Pennsylvania decreased the percentage of babies born prematurely to 11 percent, from 11.8 percent in 2006.
Dr. Ronald Thomas, Director of the Division of Maternal Fetal Medicine at West Penn Allegheny, said there is no clear answer to what causes preterm births. He said there are several factors that could put a baby at risk of being born prematurely. These include mothers who smoke, don’t have prenatal care or insurance, and who have had a prior pre-term birth.
Thomas said Pennsylvania is part of a national effort to reduce the number of preemies and one of 16 states to do so this year. The state has set a goal to reduce the preterm birthrate by 8 percent by 2014.
Thomas said the biggest improvement made was decreasing the number of “late preterm births.”

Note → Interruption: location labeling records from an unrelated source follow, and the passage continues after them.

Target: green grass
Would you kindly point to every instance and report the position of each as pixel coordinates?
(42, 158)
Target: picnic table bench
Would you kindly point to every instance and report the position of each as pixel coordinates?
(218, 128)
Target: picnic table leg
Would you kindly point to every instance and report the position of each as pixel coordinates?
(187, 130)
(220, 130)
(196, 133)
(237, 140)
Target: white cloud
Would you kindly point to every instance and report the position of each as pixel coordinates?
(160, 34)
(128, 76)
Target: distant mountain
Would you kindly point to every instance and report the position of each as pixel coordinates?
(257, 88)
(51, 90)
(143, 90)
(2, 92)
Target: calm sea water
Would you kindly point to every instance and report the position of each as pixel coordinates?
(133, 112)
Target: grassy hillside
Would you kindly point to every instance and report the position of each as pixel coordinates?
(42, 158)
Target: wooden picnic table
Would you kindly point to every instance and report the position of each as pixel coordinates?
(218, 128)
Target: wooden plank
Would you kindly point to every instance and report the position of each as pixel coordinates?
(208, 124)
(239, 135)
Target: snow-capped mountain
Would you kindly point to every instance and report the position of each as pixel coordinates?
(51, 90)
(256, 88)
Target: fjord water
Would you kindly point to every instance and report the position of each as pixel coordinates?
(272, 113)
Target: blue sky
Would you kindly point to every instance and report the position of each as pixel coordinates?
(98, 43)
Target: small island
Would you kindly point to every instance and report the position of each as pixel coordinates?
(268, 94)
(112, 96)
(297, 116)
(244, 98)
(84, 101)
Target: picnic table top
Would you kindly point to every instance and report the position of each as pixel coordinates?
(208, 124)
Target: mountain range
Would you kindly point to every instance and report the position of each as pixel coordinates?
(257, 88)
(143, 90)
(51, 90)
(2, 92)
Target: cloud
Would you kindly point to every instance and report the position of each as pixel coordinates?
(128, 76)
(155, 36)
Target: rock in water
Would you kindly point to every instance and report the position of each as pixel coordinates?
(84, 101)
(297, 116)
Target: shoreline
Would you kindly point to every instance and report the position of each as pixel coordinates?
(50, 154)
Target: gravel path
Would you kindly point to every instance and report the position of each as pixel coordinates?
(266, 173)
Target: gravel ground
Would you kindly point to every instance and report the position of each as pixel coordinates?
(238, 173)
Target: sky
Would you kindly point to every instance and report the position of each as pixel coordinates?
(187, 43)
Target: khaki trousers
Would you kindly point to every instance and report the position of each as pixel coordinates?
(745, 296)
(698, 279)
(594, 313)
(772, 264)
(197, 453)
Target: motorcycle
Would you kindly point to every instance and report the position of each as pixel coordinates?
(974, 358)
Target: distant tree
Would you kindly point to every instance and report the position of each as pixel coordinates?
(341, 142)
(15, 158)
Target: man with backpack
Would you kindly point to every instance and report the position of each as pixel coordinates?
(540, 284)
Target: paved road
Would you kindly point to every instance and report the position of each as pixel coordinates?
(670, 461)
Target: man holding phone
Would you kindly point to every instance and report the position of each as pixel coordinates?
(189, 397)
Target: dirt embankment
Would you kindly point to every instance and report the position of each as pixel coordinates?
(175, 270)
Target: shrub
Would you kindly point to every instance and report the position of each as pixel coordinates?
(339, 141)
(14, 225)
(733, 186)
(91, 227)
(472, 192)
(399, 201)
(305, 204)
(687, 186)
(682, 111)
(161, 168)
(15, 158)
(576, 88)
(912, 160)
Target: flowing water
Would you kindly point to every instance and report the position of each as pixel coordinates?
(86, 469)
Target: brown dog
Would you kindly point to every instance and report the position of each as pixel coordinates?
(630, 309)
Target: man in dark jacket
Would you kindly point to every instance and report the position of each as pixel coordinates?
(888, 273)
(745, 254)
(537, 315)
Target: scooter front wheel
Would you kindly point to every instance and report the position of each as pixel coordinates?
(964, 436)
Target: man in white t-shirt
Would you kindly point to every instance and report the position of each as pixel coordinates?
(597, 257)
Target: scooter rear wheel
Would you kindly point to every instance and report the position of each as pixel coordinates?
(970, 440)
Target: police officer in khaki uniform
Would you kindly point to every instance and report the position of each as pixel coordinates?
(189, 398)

“The big push there nationally has been not to electively deliver patients prior to 39 weeks,” said Thomas. “A lot of times there’s a lot of social pressure, there’s a lot of convenience factor tied to that.”
The report card did state that Pennsylvania was “moving in the wrong direction” on health insurance. The percentage of uninsured women rose from 14 to 15.1 percent in the past year.
Thomas said the state should also tackle tobacco usage by expecting mothers.
“In cases where there’s a clear, clear explanation such as tobacco smoke, I think we need to be just much, much, much more aggressive about decreasing the number of women smoking,” said Thomas. “And, quite honestly, the easiest way to do that is just to decrease smoking amongst the population.”
Four states received an “A” grade from the March of Dimes this year, including Vermont, New Hampshire, Maine, and Oregon. Louisiana, Mississippi, Alabama, and Puerto Rico all received “F”s.